A brief history of chapbooks




I love chapbooks. If I had enough money I would start collecting, looking for the really old ones. By their nature they don't survive well so it wouldn't be too easy. I bought some for the shop in 2009, 11 out of a set of 16 children's rhymes and stories, and gave them to a friend to try round the book fairs but by strange serendipity they haven't sold yet and I'm hoping to get them back this weekend.

The lazy way to explain the history of the chapbook is to quote Wikkipedia:

Chapbook is a generic term to cover a particular genre of pocket-sized booklet, popular from the sixteenth through to the later part of the nineteenth century. No exact definition can be applied.

The term chap-book was formalized by bibliophiles of the 19th century, as a variety of ephemera (disposable printed material), popular or folk literature. It includes many kinds of printed material such as pamphlets, political and religious tracts, nursery rhymes, poetry, folk tales, children's literature and almanacs. Where there were illustrations, they would be popular prints. The term is derived from chapmen, a variety of peddler, who circulated such literature as part of their stock.

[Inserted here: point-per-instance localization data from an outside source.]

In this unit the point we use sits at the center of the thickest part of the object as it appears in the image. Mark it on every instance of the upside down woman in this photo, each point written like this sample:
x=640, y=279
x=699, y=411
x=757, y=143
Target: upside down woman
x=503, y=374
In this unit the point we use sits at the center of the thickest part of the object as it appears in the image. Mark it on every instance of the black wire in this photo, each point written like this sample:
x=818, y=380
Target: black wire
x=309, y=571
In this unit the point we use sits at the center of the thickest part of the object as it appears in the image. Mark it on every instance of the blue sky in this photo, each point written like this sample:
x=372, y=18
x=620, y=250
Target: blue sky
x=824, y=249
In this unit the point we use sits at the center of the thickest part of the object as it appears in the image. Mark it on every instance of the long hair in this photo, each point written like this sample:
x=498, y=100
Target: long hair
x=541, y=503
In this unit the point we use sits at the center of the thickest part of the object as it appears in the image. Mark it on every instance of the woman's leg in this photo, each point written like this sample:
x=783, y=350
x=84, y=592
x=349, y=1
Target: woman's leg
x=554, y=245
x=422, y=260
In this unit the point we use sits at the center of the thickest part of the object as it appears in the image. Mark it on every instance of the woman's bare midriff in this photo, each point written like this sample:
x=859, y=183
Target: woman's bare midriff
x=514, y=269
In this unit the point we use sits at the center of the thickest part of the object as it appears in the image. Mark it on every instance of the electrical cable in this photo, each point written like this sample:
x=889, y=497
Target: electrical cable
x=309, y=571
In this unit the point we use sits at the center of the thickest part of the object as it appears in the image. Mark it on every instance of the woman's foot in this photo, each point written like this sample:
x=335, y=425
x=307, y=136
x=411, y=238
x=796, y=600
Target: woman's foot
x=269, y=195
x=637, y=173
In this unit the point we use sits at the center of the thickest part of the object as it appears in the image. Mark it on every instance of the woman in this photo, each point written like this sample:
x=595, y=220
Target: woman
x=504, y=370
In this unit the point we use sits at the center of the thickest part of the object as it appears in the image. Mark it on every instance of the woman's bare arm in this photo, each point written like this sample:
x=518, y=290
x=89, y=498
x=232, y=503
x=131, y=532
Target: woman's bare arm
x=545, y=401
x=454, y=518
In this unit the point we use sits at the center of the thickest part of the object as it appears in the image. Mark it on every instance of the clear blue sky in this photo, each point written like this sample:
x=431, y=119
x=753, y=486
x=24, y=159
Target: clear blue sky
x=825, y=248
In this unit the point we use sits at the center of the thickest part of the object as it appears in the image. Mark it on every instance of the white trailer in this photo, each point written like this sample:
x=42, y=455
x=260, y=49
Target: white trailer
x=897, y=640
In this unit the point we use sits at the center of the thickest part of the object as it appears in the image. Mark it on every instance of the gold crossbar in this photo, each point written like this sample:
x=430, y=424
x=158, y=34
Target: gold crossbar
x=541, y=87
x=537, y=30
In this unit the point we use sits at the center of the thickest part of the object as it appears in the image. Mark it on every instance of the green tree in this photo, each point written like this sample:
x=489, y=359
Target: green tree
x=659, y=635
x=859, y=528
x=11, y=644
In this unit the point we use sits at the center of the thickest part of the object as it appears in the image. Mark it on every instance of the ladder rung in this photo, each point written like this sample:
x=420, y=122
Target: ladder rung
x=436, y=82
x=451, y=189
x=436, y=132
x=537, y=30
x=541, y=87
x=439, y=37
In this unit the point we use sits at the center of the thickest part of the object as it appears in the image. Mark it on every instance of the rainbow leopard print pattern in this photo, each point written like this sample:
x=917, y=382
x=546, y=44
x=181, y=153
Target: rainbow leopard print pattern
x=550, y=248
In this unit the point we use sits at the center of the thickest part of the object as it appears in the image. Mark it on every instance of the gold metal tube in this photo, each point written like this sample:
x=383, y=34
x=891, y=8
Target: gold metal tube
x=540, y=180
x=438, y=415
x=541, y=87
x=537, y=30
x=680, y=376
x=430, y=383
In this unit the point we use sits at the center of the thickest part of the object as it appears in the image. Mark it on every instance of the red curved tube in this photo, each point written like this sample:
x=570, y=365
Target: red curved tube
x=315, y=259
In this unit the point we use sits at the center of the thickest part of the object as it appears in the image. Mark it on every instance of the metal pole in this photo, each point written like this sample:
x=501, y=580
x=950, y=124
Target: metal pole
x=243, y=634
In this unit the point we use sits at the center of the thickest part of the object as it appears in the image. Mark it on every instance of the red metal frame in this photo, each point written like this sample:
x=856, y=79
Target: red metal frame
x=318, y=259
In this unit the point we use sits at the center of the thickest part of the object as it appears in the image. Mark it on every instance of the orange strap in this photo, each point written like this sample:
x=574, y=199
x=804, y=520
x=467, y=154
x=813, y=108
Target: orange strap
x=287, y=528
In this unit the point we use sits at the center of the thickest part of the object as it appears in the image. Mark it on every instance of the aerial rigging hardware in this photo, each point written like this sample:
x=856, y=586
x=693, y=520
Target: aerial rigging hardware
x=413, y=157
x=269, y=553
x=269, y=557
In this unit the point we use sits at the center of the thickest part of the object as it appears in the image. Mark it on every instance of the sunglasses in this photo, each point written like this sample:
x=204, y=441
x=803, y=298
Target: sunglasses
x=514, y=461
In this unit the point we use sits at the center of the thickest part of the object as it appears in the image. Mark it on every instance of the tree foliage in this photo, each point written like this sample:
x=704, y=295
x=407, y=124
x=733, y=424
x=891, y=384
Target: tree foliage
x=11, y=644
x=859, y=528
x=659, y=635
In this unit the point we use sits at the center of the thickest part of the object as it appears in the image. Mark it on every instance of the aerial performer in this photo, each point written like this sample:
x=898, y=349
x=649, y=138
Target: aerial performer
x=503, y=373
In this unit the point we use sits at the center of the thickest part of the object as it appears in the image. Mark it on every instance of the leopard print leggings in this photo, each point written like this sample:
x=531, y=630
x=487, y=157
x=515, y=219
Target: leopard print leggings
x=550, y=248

Chapbooks are mostly small paper-covered booklets, usually printed on a single sheet folded into books of 8, 12, 16 and 24 pages, often illustrated with crude woodcuts, which sometimes bear no relation to the text. They were produced cheaply. One collector, Harry Weiss, wrote: "the printing in many cases was execrable, the paper even worse, and the woodcut illustrations, some of which did duty for various tales regardless of their fitness, were sometimes worse than the paper and presswork combined". However, the category has no real limits: some chapbooks were long, some well produced, and some even historically accurate.

Chapbooks were an important medium for the dissemination of popular culture to the common people, especially in rural areas. They were a medium of entertainment, information and (generally unreliable) history. They are now valued as a record of popular culture, preserving cultural artifacts that may not survive in any other form.

Chapbooks were priced for sales to workers, although their market was not limited to the working classes. Broadside ballads were sold for a halfpenny, or a few pence. Prices of chapbooks were from 2d. to 6d., when agricultural labourers wages were 12d. per day. It needs to be remembered that in early modern England literacy was not uncommon, and in Scotland probably more so.

Modern times:

Chapbook is also a term currently used to denote publications of up to about 40 pages, usually poetry bound with some form of saddle stitch, though many are perfect bound, folded, or wrapped.

The genre has been revitalized in the past 40 years by the widespread availability of first mimeograph technology, then low-cost copy centers and digital printing, and by the cultural revolutions spurred by both zines and poetry slams, the latter generating hundreds upon hundreds of self-published chapbooks that are used to fund tours.

With the recent popularity of blogs, online literary journals, and other online publishers, short collections of poetry published online are frequently referred to as "online chapbooks."

The publisher that is publishing Sophie's poems will have them bound by Lulu (which is available to all for vanity publishing) but their publishing house name will be on the finished product. The copyright will still be Soph's.

2 comments:

stitching and opinions said...

Aha interesting, I will keep an eye out [sounds uncomfortable]. I don't think we have any second hand book shops here now, except Oxfam. Used to be many...........

carol said...

I'm suprised your town doesn't have a 2ndhand bookshop - it should have enough cultured folk of taste and discernment (and cash) to support one. Sad sign of the times.